Many people have Nervous Bowels. This client was a lovely woman, elegant, composed, and with a terrible secret. She gets immediate diarrhea every time she has to meet someone.

It is not uncommon for people to get shaky bowels whenever they think they're going to be judged. It happens to sportspeople just before they have to perform. Entertainers get it before they go onto the stage. Most people feel some sort of unpleasantness in their gut in the face of a stressful situation.

Living with nervous bowels

In this case the client had been pretending for years. She had a high level position in education and was widely respected for her skills. But she had been hiding the need to rush to the toilet every time she was introduced to someone. After some questioning, it became clear that this was not a normal case of stress induced diarrhoea. This woman could happily address the groups of people. She  had no problem with public speaking. She could facilitate small group meetings, and do it very well. Interacting with two people was OK also. But the prospect of talking to just one person sent her running for the bathroom.

After some investigation I discovered it was really about the fear that she would have to leave the other person alone. In her mind, this was unacceptably rude. So her fear was that she would be called away to something else and have to leave the other person on their own. It was really about what that other person would think of her for doing that.

I tried to get to the cause of this. She said she had a great childhood. She could find no reason for this anxiety. The only worry she could find was that she was very nervous about her own parenting skills. However I could not find any direct cause for why leaving one person alone should generate these feelings.

Treating nervous bowels

I decided to use metaphor therapy on her feelings of anxiety. I asked her to put yourself into the position of being forced to speak with one person. The objective was to get her to go into the state so that I could work directly on the feeling. She tried and could not get into the feeling without being there.

So I put her into trance. I did a simple metaphor therapy about allowing her unconscious mind to search for the source of the feeling. Her unconscious mind found the source of the feeling and pulled it out of its hiding place. Then her mind took that thing and broke it open. The contents turns to liquid. I told her the liquid was pouring down inside and leaking out through the soles of her feet until it was gone.

Clearing the problem

This metaphor triggered something, because she started crying. I use that to associate into her feeling of distress. I then asked her to focus on the feeling and describe what object it most resembled. She told me it was like a brown ball full of moving clouds of black. I worked on this representation and got her to shrink it. She was able to shrink it until it was the size of a golf ball. But she was completely unable to get it to go any smaller.

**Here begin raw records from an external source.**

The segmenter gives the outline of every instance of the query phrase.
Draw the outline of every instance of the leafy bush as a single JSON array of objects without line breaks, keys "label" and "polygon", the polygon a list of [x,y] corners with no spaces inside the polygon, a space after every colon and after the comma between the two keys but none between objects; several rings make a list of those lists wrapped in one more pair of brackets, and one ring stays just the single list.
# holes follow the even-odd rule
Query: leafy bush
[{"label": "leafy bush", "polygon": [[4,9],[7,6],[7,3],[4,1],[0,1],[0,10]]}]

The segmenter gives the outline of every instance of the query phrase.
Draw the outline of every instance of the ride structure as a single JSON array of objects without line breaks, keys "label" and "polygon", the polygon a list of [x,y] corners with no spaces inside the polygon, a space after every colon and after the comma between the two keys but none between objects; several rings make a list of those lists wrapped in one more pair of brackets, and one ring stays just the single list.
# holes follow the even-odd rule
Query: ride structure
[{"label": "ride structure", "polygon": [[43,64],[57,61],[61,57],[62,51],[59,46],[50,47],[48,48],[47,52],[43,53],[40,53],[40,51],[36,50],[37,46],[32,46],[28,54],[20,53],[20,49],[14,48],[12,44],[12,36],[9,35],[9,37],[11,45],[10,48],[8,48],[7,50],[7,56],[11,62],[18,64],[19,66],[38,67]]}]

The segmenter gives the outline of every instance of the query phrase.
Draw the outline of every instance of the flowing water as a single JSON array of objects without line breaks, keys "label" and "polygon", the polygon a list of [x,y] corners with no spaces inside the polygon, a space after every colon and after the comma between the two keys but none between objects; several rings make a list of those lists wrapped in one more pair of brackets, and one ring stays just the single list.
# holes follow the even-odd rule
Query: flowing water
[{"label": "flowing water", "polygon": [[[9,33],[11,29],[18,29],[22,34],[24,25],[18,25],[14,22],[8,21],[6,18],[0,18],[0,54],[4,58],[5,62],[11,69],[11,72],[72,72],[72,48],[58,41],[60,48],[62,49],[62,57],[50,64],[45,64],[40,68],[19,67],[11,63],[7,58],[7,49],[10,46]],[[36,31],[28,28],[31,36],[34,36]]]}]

From experience, I know that this is her unconscious mind resisting my attempts to get rid of it. So I changed the metaphor.  I asked her if she had ever sliced a tomato. Slicing a tomato is something that everyone has done. It is easy and familiar. The moment that I said it, she was no longer stuck. She told me that she was now able to slice the golf ball. I then told her to think about dicing vegetables or something like that, as she got rid of the thing completely and she got rid of the thing completely.

I have no idea what the origin of the problem was, and neither does she. But by using metaphor therapy we were able to get rid of it completely.

The origin of her nervous bowels

After talking about the process and the outcome for a while, I asked again about her upbringing. Now that her unconscious mind had removed whatever it was, she told me a different story about growing up. It turned out that she had a not so good childhood. She had an adopted older brother who caused problems in the family and bullied my client. Her mother expected perfection, that my client felt she could never deliver. Her mother was into Guiding, and loved rules, and discipline, and expected nothing else from her children. I suggested that she didn't have to look very far to find the source of her anxiety, and she agreed.